QCS II will pour 825,000 square-feet of new Class A office space into the Downtown office market. That’s great only if the market can handle it, and some think that the relocation of one company Downtown (AFG) into it isn’t necessarily the best scenario. Well to some extent they’re right, but the whole issue isn’t a negative thing either.

AFG currently occupies office space in a variety of older office buildings Downtown (580 Building, 525 Vine), and will be occupying 22 floors of QCS II for a total of 530,000 square-feet.

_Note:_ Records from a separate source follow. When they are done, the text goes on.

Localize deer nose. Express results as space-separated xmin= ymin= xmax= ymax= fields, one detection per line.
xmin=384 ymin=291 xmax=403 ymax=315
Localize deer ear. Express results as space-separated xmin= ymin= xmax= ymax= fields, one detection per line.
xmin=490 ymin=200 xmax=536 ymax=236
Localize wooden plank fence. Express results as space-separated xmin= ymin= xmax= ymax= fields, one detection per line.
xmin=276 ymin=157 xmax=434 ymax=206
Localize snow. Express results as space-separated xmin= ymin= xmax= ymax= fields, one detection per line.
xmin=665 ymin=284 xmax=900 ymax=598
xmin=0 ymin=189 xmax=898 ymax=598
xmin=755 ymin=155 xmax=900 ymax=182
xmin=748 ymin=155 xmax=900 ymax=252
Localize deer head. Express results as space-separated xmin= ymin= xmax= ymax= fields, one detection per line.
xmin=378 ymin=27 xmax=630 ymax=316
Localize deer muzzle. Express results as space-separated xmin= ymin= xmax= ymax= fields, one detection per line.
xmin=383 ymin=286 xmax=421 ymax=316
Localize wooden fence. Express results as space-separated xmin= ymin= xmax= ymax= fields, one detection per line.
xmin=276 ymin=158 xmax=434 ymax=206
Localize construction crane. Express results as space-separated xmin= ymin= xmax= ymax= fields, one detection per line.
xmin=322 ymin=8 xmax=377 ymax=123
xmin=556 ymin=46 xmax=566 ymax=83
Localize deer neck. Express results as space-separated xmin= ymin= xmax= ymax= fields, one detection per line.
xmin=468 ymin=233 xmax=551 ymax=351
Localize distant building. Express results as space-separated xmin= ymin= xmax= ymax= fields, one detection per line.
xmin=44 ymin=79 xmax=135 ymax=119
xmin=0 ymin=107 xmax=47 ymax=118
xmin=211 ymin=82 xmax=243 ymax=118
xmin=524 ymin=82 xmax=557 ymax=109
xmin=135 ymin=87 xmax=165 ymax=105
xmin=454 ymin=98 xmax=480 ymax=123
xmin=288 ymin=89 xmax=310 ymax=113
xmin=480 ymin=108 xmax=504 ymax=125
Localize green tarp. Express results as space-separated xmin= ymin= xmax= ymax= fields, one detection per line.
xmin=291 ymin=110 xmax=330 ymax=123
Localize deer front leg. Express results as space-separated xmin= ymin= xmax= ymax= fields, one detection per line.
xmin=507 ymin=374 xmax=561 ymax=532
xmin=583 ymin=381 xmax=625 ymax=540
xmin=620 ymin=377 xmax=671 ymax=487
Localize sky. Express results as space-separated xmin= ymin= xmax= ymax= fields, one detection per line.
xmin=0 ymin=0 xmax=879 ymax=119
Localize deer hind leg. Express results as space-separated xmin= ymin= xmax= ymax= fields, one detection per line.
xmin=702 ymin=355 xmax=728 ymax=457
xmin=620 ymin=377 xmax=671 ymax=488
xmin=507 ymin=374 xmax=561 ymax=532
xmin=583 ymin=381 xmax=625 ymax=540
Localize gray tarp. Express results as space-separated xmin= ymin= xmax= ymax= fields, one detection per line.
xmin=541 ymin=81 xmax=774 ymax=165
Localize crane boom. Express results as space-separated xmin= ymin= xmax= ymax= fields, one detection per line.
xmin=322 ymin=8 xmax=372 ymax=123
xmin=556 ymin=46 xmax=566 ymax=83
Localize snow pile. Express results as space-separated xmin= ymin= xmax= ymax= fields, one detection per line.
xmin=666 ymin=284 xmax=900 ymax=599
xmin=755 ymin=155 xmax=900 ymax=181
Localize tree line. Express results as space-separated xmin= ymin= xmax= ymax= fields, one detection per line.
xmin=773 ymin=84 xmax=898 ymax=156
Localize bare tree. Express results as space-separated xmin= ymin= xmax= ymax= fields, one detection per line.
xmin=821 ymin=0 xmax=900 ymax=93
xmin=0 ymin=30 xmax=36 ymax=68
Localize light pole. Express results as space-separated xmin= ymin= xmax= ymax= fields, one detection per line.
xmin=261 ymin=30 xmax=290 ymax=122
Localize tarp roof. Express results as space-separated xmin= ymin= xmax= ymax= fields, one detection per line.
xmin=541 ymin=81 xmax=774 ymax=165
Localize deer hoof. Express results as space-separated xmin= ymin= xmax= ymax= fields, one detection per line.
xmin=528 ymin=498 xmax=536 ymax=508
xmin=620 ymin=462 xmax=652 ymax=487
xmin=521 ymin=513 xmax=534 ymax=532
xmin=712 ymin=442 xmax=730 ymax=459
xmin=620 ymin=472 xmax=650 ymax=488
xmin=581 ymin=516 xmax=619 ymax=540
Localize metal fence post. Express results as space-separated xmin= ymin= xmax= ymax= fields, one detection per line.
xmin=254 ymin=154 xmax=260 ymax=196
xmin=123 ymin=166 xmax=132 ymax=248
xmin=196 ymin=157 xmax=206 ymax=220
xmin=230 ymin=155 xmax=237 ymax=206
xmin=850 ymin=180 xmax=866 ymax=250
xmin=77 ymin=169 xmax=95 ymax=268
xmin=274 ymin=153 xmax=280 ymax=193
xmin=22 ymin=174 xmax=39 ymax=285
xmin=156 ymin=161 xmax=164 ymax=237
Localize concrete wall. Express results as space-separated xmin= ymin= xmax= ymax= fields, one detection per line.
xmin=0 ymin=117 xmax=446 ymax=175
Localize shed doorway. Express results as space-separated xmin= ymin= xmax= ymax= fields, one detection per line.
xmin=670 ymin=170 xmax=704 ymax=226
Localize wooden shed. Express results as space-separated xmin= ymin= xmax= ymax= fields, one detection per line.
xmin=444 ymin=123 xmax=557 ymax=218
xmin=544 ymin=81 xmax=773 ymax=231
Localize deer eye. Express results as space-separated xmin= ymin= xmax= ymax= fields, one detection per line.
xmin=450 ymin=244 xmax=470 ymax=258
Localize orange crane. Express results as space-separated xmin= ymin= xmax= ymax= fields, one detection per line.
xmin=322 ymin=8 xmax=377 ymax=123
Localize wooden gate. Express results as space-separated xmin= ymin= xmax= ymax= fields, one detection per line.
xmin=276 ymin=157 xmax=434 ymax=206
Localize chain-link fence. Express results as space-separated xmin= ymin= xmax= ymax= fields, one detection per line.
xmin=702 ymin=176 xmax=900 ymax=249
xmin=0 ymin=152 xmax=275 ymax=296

By leaving these spaces and consolidating into one newer space it allows for those older and thus more affordable spaces to be freed up for smaller companies that can not afford the leases at a building like QCS II.

It is essentially all part of a larger office market cycle that occurs. Older spaces become less desirable and are either replaced by newer spaces and taken off the market (via apartment conversions and what not) or are then filled by smaller companies that can not afford the Class A office space.

So while it isn’t great news to hear that QCS II won’t be filled by a new company to the region…it certainly isn’t bad news that the Downtown market is able to fill another 800,000+ square-feet of office space. On a side note, the most recent State of Downtown quarterly report says that Downtown Cincinnati actually lowered its vacancy rate by nearly 3% in the 3Q.